Periodic Reporting for period 2 - BIGCHEM (Big Data in Chemistry)
Reporting period: 2018-01-01 to 2019-12-31
Within the target discovery and validation phase of drugs discovery, BIGCHEM exploited Big Data in machine-learning models for compound activity prediction (ESR1, ESR2), with a special emphasis on model interpretation (ESR1). The work of BIGCHEM on new technologies for chemical high-throughput virtual screening (ESR2, ESR3, ESR4) resulted in an improvement of the screening process efficiency, specifically with respect to time and cost. This work also contributed to a deeper understanding of compound promiscuity, the property of chemical compounds to activate multiple targets, and additionally developed tools to detect and filter promiscuous compounds with unwanted compound activity (ESR9, ESR4, ESR5), providing better interpretation of the results of screening assays.
Furthermore, the BIGCHEM fellows created innovative in silico methods for the visualization and analysis of large-scale datasets of compounds (ESR3, ESR4), facilitating the detection of new chemical leads of high-throughput screening campaigns.
The influence of the BIGCHEM fellow’s scientific outcome on the lead optimization and de novo design phase was also remarkable. The proposal of new generative models for the creation of new compounds with desired properties (ESR6, ESR7, ESR8) and the development of innovative approaches for the planning of synthetic routes (ESR7, ESR9) was key for the transformation and advance of this phase.
BIGCHEM also contributed to the creation of new data sharing methodologies, in particular methods to share ADMETox properties by means of graph convolutional deep neural networks and by using Molecule Matched Pairs (ESR10).
The above-mentioned BIGCHEM outcomes were presented at 65 scientific conferences and events and resulted in 52 publications (see http://bigchem.eu). The project also co-organised the Strasbourg Summer School on Chemoinformatics in 2018 and International Conference on Neural Networks (ICANN2019) in Munich in 2019 as well as edited a special issue on “Big data in Chemistry” at the Journal of Cheminformatics.

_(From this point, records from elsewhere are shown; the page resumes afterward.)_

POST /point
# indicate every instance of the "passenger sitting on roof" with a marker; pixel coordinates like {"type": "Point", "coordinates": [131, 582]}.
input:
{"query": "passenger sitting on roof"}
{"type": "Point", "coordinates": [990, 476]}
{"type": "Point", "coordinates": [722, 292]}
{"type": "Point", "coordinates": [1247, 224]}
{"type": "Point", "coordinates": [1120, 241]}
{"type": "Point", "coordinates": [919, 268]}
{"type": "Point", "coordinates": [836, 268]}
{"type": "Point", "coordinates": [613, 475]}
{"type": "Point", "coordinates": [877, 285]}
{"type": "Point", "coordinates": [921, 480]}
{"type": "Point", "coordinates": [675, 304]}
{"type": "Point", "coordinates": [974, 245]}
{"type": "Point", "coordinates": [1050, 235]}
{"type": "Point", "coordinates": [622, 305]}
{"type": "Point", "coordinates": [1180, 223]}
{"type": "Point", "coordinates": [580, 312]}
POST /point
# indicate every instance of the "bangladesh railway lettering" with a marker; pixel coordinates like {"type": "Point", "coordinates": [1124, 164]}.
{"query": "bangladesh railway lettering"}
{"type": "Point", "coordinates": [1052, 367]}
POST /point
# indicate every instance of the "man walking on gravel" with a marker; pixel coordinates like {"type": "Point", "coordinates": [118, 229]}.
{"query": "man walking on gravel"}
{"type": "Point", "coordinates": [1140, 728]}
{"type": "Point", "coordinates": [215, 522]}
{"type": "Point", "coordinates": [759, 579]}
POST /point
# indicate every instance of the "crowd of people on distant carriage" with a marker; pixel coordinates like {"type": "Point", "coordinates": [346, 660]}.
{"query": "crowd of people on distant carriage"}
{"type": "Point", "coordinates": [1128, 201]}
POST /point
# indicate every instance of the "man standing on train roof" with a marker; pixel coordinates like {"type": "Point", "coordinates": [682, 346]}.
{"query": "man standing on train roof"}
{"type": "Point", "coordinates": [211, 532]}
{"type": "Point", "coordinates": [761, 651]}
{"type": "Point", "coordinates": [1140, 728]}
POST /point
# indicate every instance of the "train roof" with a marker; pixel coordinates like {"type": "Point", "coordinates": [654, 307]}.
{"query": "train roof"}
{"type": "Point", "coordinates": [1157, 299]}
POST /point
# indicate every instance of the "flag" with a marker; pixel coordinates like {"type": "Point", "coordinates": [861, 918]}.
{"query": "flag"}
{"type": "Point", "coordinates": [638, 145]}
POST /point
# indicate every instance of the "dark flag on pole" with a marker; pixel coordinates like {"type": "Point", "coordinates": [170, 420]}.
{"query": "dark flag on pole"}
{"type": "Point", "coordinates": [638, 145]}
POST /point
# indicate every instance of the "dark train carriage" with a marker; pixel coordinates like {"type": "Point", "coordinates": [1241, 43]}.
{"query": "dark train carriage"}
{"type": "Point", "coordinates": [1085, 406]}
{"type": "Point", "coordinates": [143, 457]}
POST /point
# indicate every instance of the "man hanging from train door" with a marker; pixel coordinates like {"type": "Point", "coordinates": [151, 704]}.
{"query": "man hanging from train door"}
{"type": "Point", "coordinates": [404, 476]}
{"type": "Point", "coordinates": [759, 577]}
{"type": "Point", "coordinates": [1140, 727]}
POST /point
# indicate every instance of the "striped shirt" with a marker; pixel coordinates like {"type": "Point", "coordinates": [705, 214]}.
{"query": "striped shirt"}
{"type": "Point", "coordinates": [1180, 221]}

The impact of BIGCHEM on the scientific community has been really outstanding: its publications were cited more than 600 times only in 2018 according to Google Scholar and include one “Hot paper” as well as four “highly cited” articles (source Web of Science). All ESRs were enrolled at the PhD programs of the respective Universities. Three fellows have already received their PhD degrees and the others are working towards it.
More specifically, of practical relevance in pharmaceutical research was the contribution of BIGCHEM on improving the understanding the decisions of complex machine-learning models is (ESR1). This was also true for the new developed strategies to combine data sets from heterogeneous sources, which expands application scenarios for machine learning-based predictive modeling in drug discovery (ESR2). The virtual screening tools developed by BIGCHEM fellows (ESR3) were successfully used in various academic and industrial projects. In particular, the Hierarchical Generative Topographic Mapping (GTM) Zooming approach was applied to compare large chemical libraries and to search for unique chemotypes in Boehringer Ingelheim GmbH & Co KG.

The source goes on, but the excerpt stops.